# Grizzly 0750G Feed Question



## joshua_ (Aug 20, 2014)

I'm trying to figure out if it's fine to run the feed selector between left and right to make it in neutral.......

Here is a link to the lathe for anyone who might need to see it.   http://www.grizzly.com/products/12-x-36-Gunsmithing-Lathe/G0750G



I can choose for the feed to be left and back or right and forward.  I can hit the lever in the middle of those two and it doesn't engage the feed at all.  I do some processes where I don't need the power feed and thought I'd leave it in neutral if that was ok for my lathe.  I read through and asked a buddy and couldn't come up with a good answer.  It's also very quiet when the power feed isn't engaged.  



For those who can't tell..... I'm still learning a lot about this lathe.  

Thanks


----------



## JimDawson (Aug 20, 2014)

As long as there is no danger of it slipping into gear when in the neutral position, I don't see a problem.  My lathe actually has a neutral position for the feed engagement.


----------



## Cobra (Aug 20, 2014)

I also have the G0750 lathe. I would not balance the feed direction level in between forward and back.  On this lathe there is no detent to hold the selector in the neutral.  You risk having the selector move while you are working.  This is not something I would try for some hypothetical benifit of not moving the power feed rod.


----------



## kd4gij (Aug 20, 2014)

:+1:    No reason to do that. If you are not using power feed just let it spin won't hert a thing. If that lever happened to move while it is running it will grind the gears.


----------



## joshua_ (Aug 20, 2014)

Thanks


----------



## Dog (Aug 21, 2014)

That's surprising. Does not seem like a good design to have no neutral for the feed. When using the high end speeds to have to have all that gear turning (with the accompanying wear and noise) does not seem good.


----------



## darkzero (Aug 21, 2014)

On my PM1236 there is actually a detent for the middle on the feed direction lever. I use neutral quite often. Prevent unnecessary wear on the feedrod or leadscrew & also quiets down tge lathe a bit.


----------



## joshua_ (Aug 21, 2014)

Yeah, I'd like to be able to hit -N-.  

I wonder if anyone has figured out how to 'fix' it......
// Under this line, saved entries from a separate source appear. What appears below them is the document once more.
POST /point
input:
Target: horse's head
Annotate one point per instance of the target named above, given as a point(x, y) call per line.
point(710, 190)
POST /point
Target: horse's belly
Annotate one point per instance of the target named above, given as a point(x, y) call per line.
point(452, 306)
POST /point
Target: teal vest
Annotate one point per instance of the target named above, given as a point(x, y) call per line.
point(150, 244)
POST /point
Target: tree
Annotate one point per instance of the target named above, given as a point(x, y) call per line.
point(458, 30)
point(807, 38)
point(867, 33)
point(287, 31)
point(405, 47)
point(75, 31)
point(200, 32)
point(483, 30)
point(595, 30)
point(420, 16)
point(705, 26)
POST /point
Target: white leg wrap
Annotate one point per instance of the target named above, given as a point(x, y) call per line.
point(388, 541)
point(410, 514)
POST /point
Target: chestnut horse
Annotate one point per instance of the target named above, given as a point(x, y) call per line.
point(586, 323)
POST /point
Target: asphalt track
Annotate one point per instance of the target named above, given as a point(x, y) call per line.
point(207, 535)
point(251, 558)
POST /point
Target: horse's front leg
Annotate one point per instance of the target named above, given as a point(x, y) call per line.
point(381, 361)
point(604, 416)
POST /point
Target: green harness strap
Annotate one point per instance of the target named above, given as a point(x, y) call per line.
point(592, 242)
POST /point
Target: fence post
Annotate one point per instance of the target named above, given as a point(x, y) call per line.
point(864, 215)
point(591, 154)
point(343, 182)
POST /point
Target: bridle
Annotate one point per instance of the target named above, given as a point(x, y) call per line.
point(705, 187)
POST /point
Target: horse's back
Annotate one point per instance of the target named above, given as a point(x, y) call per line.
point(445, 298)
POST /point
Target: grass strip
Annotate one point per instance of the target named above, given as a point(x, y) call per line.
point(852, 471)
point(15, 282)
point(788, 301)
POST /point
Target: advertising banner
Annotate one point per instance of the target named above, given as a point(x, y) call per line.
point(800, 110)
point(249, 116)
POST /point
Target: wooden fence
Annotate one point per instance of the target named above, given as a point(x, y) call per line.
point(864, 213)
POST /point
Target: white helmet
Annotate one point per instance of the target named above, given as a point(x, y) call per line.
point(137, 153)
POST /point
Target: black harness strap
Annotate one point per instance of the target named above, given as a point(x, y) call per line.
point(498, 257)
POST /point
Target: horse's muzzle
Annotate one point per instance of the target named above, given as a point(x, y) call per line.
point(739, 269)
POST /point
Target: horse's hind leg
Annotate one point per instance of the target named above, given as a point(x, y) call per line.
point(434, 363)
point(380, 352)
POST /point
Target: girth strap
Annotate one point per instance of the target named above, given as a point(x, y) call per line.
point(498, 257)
Maybe on a slow day I'll take a look and see if I can figure anything out.  

Thanks yall.


----------



## kd4gij (Aug 21, 2014)

joshua_ said:


> Yeah, I'd like to be able to hit -N-.
> 
> I wonder if anyone has figured out how to 'fix' it......
> 
> ...




 I looked at parts list for your machine. It looks like there is a detint ball and spring in the handle. Looks like it might ride on the casting. If so it would be easey to do. Take the set screw spring and ball out get it centered in nutral and drill a dimple through the hole just the tip of the bit.


----------



## darkzero (Aug 21, 2014)

The G0750G headstock controls are very similar to the PM1236, it may be as simple as just drilling the detent for it.


----------



## joshua_ (Aug 21, 2014)

I think I will mess with it.  Thanks Yall. 

I'm a few weeks behind right now so it may be just a bit before I get to it.  

I'll post up results when I get to mess with it.  


Thanks


----------



## tmarks11 (Aug 21, 2014)

joshua_ said:


> I can choose for the feed to be left and back or right and forward.  I can hit the lever in the middle of those two and it doesn't engage the feed at all.


The manual for my lathe (G0709G) refers to that as the "disengaged middle position".  The G4003G manual calls it the "neutral position". I was surprised to find that your manual does not reference such a position.

I doubt you risk any damage or problems by using your lathe in this position, but personally I would never do that. I use power feed at some point every time the spindle is turning unless I am polishing a part. 

Keeping the feed rod disengaged like this is not going to make your machine last longer.  Wearing out QCGB gears is not the normal failure mode at end of life for lathes.


----------



## epanzella (Aug 22, 2014)

The lever looks identical to the one on my G4003G and I run it in the middle quite often. It not only saves wear and tear but it's dead quiet.


----------



## Walsheng (Aug 22, 2014)

I run my G4003G in the neutral position unless I am feeding something.  Not so much not to wear it out as to have one less item spinning so less of a chance of getting something caught in it.  Back in my toolmaking days we all wore denim aprons and you just get used to avoiding snag hazards as much as possible.

John


----------



## joshua_ (Aug 23, 2014)

I appreciate all of yall chiming in.


----------